着任して何より強く感じておりますのは、新潟市医師会の先生方をはじめ、地域の医療者の皆様が日々築いてくださっている診療基盤の確かさです。泌尿器科診療は、検診・健診による早期発見から、手術・薬物療法、術後の長期フォロー、そして緩和ケアに至るまで、地域の先生方との密接な連携なくしては成り立ちません。前立腺癌や膀胱癌の早期発見、排尿障害や尿路感染症の長期管理、また高齢化が進む新潟においてますます重要となる腎機能障害や排尿ケアの課題など、いずれの場面においても、かかりつけ医の先生方と大学病院がそれぞれの強みを持ち寄り、互いの役割を補い合うことこそが、患者さんにとっての最善の医療につながるものと確信しております。

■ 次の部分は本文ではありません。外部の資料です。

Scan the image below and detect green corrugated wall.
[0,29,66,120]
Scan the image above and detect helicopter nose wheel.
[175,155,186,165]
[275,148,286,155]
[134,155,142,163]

教室運営におきましては、「新潟の地で安心して泌尿器科医療を受けられる体制を、着実に育てていく」ことを基本に据え、次世代を担う人材育成、臨床現場の疑問を起点とした研究、関連施設との連携強化に取り組んでまいります。手術トレーニングや周術期カンファレンスを充実させ、「新潟大学で学べば一人前の泌尿器科医として自立できる」と実感できる教育環境を整えるとともに、女性医師のキャリア継続支援を含め、多様な背景を持つ人材が安心して働き、成長できる教室づくりも大切にしてまいります。新潟市医師会の先生方には、日常診療における紹介・逆紹介はもとより、勉強会・症例検討会などを通じて双方向の学びの機会を積み重ね、気兼ねなくご相談いただける窓口であり続けたいと考えております。
微力ではございますが、新潟という地域に敬意と愛着を持ち、先生方とともに、県民の皆様に信頼される泌尿器科医療の未来を築いてまいる所存です。今後とも、変わらぬご指導、ご鞭撻を賜りますよう、心よりお願い申し上げます。